Abri argued that damages would be an adequate remedy as Handston was the freehold owner of the building and did not occupy the property themselves and therefore their interests were purely monetary dependant on the collection of rent from their tenants.

It was argued that as the tenants of the property hadn’t objected to the planning permission and the issue of the loss of light wasn’t going to deter them from no longer wanting to rent the space.

Therefore, inferring Handston weren’t likely to suffer a loss of any money from rent as the whole of the commercial building was fully occupied and was likely to continue to be so.

Decision

The Judge noted regarding the adequacy of damages in Midtown Ltd -v- City of London Real Property Co Ltd, the investor of the property with the potential right of light infringement, only had financial interest in the property.

It was decided that as the property’s value had diminished and as this was a calculatable loss, damages were sufficient in compensating the investor.

The Judge also significantly noted that Handston was the investor owner of the property and their interests in the property were less for arguing the property right, and more for the potential loss of rent they may suffer.

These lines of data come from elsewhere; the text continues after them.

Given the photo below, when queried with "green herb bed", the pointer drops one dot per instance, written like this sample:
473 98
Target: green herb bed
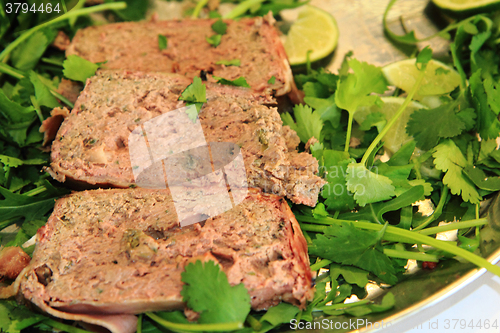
366 227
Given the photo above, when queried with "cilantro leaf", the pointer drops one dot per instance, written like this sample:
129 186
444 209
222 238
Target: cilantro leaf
446 123
162 42
280 314
376 119
346 245
42 93
354 89
214 40
335 192
208 292
351 275
78 69
239 82
30 207
424 56
14 112
135 10
15 162
27 54
194 94
219 27
481 180
308 125
234 62
487 125
367 186
449 158
15 317
326 108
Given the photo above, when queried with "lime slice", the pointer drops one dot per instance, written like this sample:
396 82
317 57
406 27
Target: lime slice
439 78
396 137
467 5
314 30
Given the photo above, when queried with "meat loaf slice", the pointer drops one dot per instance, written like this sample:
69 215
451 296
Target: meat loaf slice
121 251
134 46
92 144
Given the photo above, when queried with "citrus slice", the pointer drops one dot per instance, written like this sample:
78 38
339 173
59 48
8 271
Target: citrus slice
396 137
439 78
467 5
314 30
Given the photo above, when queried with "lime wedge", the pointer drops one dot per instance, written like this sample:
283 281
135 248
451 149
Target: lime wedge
314 30
396 137
439 78
467 5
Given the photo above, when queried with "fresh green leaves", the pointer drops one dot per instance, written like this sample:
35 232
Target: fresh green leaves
29 207
335 192
219 27
449 158
27 54
368 186
355 89
78 69
42 93
214 40
208 292
239 82
446 122
195 94
308 125
347 245
162 42
15 317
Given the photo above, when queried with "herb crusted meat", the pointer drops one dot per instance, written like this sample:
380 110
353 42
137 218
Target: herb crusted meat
134 46
92 144
120 251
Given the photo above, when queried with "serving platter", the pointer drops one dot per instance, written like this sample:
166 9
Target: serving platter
424 293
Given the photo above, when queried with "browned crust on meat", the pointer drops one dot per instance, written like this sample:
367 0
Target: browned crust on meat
134 46
12 261
51 125
84 261
92 143
70 89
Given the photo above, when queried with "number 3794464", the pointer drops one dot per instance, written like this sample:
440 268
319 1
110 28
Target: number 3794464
23 7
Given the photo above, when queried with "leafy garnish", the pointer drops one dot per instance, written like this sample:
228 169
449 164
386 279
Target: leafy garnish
449 158
208 292
446 123
78 69
14 317
355 90
308 125
219 27
42 93
194 94
347 245
214 40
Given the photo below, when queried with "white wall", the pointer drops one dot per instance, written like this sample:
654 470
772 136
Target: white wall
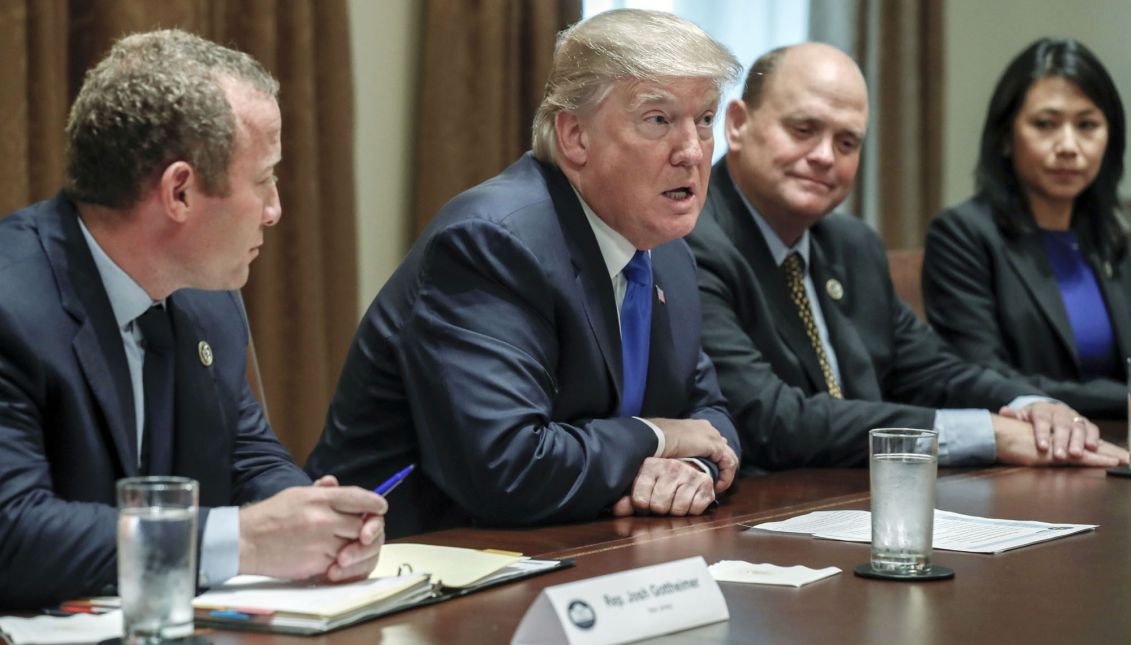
385 39
982 36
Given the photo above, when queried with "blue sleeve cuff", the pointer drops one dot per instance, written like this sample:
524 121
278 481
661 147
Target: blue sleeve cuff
219 549
965 437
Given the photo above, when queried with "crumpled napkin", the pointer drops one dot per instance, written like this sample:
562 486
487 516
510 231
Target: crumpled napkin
55 629
762 574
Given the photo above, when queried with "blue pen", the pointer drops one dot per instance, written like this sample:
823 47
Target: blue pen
390 483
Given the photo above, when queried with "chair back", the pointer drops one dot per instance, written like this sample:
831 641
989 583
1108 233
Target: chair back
906 267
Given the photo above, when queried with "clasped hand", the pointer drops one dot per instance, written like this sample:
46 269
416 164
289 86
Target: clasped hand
320 531
1056 435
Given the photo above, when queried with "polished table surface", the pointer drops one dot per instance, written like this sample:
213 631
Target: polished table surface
1073 590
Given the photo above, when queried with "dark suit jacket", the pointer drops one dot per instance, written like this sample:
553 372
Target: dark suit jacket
995 300
492 360
895 371
67 427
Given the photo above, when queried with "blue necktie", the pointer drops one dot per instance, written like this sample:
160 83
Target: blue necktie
157 381
636 329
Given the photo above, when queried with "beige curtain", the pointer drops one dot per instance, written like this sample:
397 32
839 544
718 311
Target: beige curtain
484 67
302 294
898 44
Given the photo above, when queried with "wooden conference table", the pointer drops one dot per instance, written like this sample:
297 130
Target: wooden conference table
1075 590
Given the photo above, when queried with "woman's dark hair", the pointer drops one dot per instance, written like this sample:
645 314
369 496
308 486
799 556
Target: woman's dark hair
996 180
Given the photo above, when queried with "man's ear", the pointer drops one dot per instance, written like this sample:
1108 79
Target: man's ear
179 188
736 119
572 139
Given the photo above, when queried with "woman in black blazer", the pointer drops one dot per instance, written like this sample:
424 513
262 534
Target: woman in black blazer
1032 276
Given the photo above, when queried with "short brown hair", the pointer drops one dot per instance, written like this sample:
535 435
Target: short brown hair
155 99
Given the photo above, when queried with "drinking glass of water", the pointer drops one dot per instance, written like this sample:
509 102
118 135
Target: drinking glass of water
156 557
903 467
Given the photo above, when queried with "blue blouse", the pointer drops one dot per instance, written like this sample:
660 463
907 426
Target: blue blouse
1091 326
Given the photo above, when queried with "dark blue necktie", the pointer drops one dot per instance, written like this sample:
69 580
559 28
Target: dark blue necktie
157 380
636 328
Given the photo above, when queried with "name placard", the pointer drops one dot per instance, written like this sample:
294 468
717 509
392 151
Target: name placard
629 605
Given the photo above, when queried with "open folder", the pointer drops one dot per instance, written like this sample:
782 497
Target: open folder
406 576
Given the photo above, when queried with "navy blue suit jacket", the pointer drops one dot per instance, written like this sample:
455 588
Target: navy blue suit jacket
67 426
492 360
894 370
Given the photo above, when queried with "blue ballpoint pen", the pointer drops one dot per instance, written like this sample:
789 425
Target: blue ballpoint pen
390 483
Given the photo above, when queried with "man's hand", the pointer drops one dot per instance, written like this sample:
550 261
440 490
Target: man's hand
698 438
313 531
1018 445
667 487
1059 428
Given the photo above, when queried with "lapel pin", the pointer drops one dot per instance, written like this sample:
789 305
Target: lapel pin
834 287
205 351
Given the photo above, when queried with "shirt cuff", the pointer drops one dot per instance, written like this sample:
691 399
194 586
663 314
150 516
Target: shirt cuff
219 549
1027 400
661 443
965 437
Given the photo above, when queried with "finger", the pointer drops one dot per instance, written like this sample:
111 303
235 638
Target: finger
682 500
1091 436
372 530
704 497
726 471
1112 450
1097 459
1078 437
1061 432
356 500
1042 431
644 484
356 552
1019 414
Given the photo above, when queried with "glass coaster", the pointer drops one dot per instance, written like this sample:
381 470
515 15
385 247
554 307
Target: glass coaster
935 573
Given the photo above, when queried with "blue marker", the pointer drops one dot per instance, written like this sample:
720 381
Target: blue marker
390 483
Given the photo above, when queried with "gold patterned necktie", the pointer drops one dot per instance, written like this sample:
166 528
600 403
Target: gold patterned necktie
792 266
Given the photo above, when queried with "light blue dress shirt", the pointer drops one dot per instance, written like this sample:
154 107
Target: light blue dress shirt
219 549
965 436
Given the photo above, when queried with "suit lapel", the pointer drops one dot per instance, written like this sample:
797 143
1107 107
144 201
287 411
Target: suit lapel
97 343
1027 257
657 398
1113 284
589 272
200 445
748 239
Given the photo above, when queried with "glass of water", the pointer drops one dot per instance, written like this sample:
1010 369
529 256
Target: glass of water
156 557
904 466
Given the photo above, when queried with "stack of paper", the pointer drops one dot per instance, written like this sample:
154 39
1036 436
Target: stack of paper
952 531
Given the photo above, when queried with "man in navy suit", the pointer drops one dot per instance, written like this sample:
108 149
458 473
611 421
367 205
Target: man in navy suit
172 146
495 355
812 345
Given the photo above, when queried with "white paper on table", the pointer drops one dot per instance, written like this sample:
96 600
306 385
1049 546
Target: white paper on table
762 574
62 629
952 531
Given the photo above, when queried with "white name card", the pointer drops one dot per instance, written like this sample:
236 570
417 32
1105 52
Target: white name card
629 605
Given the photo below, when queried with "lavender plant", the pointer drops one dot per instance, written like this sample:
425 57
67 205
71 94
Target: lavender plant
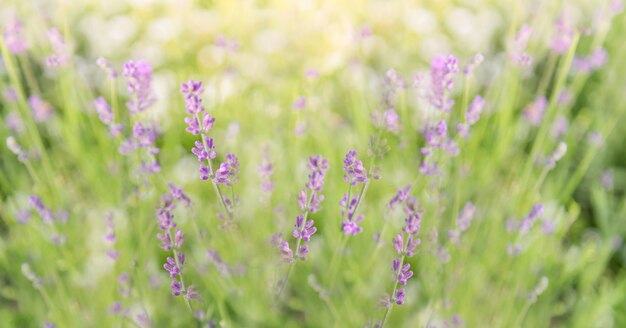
502 119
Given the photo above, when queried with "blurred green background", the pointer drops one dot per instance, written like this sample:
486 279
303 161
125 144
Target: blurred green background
257 59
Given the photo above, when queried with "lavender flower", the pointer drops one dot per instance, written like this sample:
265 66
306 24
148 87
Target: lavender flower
299 103
355 174
14 37
60 54
200 122
42 111
559 127
173 241
14 123
106 67
529 220
474 110
139 77
304 227
400 197
350 225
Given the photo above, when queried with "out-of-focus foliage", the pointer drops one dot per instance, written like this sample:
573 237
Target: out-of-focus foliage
286 80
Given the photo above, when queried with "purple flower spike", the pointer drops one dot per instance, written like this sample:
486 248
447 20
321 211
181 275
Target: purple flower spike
534 111
442 71
171 267
399 296
139 77
355 172
14 37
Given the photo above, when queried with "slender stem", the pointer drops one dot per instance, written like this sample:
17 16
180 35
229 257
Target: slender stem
297 250
393 291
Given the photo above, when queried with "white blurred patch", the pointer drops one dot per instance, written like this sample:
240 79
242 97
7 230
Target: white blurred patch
164 29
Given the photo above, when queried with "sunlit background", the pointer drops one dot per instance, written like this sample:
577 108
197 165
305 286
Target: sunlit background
522 209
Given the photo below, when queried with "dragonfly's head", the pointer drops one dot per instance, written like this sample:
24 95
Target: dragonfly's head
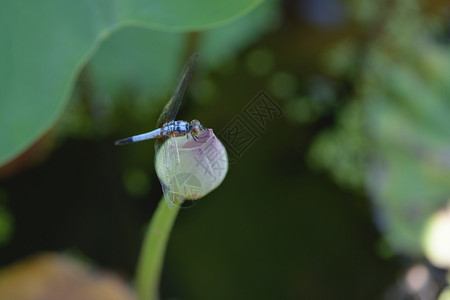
196 127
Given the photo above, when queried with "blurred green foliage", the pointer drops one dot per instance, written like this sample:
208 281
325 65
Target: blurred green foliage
392 138
6 220
383 86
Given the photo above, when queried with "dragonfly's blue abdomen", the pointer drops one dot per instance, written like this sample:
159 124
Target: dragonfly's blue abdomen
175 128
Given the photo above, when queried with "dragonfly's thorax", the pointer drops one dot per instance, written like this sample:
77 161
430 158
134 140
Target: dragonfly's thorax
176 128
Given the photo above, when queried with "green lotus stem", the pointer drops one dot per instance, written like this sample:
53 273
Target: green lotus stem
151 258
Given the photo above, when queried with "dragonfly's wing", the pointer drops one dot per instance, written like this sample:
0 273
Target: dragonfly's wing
171 164
170 111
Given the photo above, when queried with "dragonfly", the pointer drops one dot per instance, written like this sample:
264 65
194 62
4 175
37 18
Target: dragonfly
168 127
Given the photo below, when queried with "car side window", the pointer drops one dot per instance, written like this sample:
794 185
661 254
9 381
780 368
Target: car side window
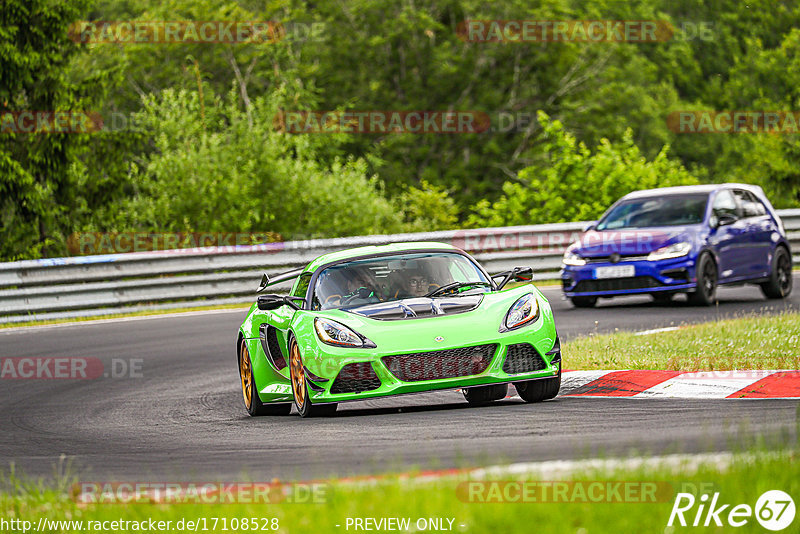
750 205
302 285
725 204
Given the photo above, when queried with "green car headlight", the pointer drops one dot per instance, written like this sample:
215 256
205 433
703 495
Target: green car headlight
672 251
524 310
337 334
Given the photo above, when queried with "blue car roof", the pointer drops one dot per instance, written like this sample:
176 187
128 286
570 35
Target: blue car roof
692 189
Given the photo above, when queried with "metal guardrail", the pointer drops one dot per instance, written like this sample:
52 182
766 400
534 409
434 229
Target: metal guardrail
104 284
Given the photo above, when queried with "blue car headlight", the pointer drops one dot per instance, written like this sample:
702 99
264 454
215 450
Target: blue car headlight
337 334
570 258
676 250
522 312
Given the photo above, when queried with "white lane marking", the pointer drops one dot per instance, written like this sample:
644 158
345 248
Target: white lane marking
572 380
704 385
32 328
656 331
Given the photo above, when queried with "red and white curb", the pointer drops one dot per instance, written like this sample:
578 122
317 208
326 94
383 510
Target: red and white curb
676 384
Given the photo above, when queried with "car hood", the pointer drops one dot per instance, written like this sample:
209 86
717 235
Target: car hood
413 308
629 242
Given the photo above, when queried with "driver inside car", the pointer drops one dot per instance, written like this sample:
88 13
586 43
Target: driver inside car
360 285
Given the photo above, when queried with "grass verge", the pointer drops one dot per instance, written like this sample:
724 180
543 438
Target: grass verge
591 500
750 342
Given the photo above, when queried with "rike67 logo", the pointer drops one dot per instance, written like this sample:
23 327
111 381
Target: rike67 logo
774 510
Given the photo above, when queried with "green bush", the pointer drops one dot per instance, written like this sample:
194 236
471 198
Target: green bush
574 183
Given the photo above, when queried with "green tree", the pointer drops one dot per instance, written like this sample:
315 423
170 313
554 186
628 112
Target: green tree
35 193
576 184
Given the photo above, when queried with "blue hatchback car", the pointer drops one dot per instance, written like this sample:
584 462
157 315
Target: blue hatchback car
680 240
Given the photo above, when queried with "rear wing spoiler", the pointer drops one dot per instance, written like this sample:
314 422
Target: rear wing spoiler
267 281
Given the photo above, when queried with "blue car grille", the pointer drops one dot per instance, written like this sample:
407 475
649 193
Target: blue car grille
616 284
523 358
440 364
356 377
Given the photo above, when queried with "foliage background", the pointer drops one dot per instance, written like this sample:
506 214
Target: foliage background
207 154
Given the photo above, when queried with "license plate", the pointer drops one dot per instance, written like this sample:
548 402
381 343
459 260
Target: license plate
616 271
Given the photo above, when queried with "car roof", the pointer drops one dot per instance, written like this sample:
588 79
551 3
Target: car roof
373 250
689 189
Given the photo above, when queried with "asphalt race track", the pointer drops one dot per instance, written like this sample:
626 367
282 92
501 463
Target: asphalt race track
182 418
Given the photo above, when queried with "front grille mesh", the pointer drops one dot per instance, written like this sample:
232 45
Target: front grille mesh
616 284
523 358
356 377
440 364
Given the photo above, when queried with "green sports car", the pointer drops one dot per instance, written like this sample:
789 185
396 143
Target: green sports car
393 319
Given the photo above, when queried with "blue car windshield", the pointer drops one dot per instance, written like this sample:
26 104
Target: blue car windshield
650 212
396 277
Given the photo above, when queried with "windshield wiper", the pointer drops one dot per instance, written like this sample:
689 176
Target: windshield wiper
455 285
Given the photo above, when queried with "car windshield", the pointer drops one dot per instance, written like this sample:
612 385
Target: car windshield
396 277
668 210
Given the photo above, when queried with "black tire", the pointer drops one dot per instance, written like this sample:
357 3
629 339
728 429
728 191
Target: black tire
780 279
706 292
663 297
584 302
252 403
479 395
539 390
302 400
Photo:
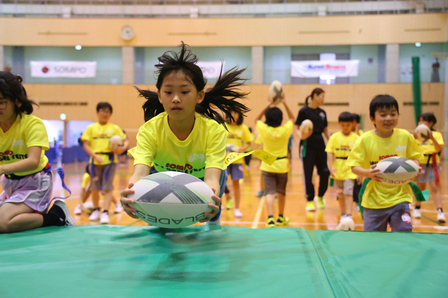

The Judge found that the potential detriment to Abri outweighed the impact the development would have on Handston as a delay to the development would cost approximately £40,000 per week which would affect the need to build much needed-social housing.

It was further argued by Abri that although a cross-undertaking was offered, financial compensation would not fully address the issues faced by delaying homes for families.

After the Judge’s decision to dismiss the application for an interim injunction on the development, Handston reached to a settlement with Abri rather than taking the dispute for trial to ask for a permanent injunction.

Conclusion

 This decision from the High Court is a positive for developers as although using the Waldram Method to calculate loss of light amounted to an infringement on the property right, other factors including timing of the application and the owners’ specific interest in the property proved to be important considerations, outweighing the potential infringement.

The judgment didn’t provide comment on the effectiveness of the methods used in assessing rights of light or answer any questions on the infringement of the property right.